Objective 2: Development of student ability to analyze lucidly the arguments and
interpretations present in both primary and secondary sources of philosophical writing
and to offer reasoned reflection on, and nuanced evaluations of, their cogency.

Objective 3: Development of student ability to formulate articulately and develop
cogently variants of philosophical inquiry (e.g., cases of source interpretation or position
argument).

Objective 4: Development of student ability to formulate articulately and develop
cogently an extended philosophical interpretation and/or thesis in a research paper

Goal 3: Student Understanding of, and Participation in, Philosophical Inquiry
Concerning Fundamental Philosophical Issues

Objective 1: Development of student capacity to formulate articulately, analyze lucidly,
and evaluate cogently what are arguably central questions, problems, or positions in
epistemology.

Objective 2: Development of student capacity to formulate articulately, analyze lucidly,
and evaluate cogently what are arguably central questions, problems, or positions in
metaphysics.

Objective 3: Development of student capacity to formulate articulately, analyze lucidly,
and evaluate cogently what are arguably central questions, problems, or positions in
ethics.

Objective 4) [Specific to the Pre-Law Track] Development of student capacity to
formulate articulately, analyze lucidly, and evaluate cogently (thereby developing a
theoretical and practical comprehension of) the philosophical questions, issues, and
concepts that are implicit in the creation and application of law.

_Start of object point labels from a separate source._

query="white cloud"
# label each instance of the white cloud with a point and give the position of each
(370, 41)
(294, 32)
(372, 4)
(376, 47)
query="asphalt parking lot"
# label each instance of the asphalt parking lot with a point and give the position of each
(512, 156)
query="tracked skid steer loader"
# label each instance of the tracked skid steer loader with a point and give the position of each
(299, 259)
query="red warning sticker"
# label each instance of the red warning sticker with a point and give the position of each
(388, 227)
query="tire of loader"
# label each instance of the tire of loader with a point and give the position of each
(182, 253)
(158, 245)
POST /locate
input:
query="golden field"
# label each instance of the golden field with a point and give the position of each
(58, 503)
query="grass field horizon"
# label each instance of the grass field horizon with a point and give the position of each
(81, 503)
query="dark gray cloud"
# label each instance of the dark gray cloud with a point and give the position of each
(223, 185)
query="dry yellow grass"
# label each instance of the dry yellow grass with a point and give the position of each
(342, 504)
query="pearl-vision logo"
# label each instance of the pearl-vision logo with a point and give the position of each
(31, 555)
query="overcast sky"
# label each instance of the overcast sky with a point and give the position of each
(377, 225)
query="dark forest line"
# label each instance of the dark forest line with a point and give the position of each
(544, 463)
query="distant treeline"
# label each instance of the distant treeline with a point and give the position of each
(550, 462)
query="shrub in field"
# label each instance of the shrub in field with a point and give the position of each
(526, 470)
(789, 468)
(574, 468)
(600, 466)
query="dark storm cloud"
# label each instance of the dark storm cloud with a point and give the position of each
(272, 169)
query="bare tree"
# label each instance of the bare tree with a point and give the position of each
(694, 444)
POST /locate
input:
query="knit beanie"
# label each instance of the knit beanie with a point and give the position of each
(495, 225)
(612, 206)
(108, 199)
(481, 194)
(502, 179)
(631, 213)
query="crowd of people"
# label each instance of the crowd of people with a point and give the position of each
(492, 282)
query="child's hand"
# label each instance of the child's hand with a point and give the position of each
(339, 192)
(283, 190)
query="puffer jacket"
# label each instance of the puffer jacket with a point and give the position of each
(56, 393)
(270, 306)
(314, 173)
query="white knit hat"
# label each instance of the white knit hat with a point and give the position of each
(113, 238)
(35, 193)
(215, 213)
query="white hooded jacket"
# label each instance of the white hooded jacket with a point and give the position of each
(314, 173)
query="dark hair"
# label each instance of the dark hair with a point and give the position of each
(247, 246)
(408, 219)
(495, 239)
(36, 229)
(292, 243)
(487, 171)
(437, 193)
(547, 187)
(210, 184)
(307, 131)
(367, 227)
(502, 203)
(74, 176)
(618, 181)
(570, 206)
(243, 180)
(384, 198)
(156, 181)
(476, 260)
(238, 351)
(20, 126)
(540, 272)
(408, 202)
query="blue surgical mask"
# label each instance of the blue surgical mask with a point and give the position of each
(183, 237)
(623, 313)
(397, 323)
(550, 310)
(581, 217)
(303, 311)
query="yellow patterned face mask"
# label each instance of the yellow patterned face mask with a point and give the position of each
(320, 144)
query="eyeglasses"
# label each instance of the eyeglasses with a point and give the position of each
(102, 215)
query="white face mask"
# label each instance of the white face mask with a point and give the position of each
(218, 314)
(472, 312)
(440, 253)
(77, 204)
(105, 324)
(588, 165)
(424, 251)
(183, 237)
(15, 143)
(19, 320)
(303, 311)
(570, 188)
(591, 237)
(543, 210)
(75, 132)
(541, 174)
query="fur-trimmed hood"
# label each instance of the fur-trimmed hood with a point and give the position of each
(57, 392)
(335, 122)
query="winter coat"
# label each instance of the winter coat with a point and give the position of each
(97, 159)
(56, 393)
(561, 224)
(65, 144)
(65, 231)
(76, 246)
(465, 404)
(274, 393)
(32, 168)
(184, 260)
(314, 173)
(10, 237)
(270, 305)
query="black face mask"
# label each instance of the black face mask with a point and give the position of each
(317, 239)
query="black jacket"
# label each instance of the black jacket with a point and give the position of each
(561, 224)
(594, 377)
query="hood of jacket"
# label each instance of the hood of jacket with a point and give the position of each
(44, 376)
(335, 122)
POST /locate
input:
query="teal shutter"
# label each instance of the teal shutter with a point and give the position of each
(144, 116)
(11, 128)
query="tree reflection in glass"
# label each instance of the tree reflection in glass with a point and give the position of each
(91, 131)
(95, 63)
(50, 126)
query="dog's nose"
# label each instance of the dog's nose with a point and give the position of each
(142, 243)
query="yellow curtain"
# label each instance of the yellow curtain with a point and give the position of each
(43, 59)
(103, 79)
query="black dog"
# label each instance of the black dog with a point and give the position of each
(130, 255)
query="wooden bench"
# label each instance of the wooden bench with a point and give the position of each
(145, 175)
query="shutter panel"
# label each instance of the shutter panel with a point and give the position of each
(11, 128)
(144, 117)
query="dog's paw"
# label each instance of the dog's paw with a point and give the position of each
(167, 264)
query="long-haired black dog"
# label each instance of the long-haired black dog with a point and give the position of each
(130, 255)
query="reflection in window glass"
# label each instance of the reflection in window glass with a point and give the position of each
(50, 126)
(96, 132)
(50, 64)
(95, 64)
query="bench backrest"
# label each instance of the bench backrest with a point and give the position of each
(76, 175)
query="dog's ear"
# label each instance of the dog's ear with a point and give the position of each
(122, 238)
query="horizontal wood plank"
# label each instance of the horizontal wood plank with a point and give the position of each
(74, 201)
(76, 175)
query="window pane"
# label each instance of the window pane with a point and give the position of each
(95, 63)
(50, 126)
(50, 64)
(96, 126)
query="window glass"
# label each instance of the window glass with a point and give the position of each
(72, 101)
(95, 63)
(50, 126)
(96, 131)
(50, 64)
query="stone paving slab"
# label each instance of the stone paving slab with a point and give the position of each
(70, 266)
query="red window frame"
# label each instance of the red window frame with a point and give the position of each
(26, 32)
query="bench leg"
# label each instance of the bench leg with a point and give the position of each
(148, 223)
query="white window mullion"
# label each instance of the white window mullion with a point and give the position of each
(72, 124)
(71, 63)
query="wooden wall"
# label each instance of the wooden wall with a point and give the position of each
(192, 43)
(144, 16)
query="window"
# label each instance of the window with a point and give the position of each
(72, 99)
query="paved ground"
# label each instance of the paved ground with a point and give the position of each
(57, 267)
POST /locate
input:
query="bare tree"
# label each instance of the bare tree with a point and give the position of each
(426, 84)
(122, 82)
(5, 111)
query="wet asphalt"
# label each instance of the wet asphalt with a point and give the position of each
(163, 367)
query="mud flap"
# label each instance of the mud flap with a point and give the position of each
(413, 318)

Goal 4: Student Understanding of, and Participation in, Philosophical Inquiry
Concerning Significant Authors and/or Central Issues in the History of Philosophy

Objective 1: Development of student capacity to formulate articulately, analyze lucidly,
and evaluate cogently what are arguably the works of significant authors and/or central
philosophical issues present within the ancient period of philosophy.

Objective 2: Development of student capacity to formulate articulately, analyze lucidly,
and evaluate cogently what are arguably the works of significant authors and/or central
philosophical issues present within the medieval period of philosophy.

Objective 3: Development of student capacity to formulate articulately, analyze lucidly,
and evaluate cogently what are arguably the works of significant authors and/or central
philosophical issues present within the modern period of philosophy.

Objective 4: Development of student capacity to formulate articulately, analyze lucidly,
and evaluate cogently what are arguably the works of significant authors and/or central
philosophical issues present within the contemporary period of philosophy.

Objective 5: [Specific to the Pre-Law Track] Development of student capacity to
formulate articulately, analyze lucidly, and evaluate cogently central questions, problems,
or positions in significant philosophical writings that have arguably had the greatest
impact on the development of our legal system.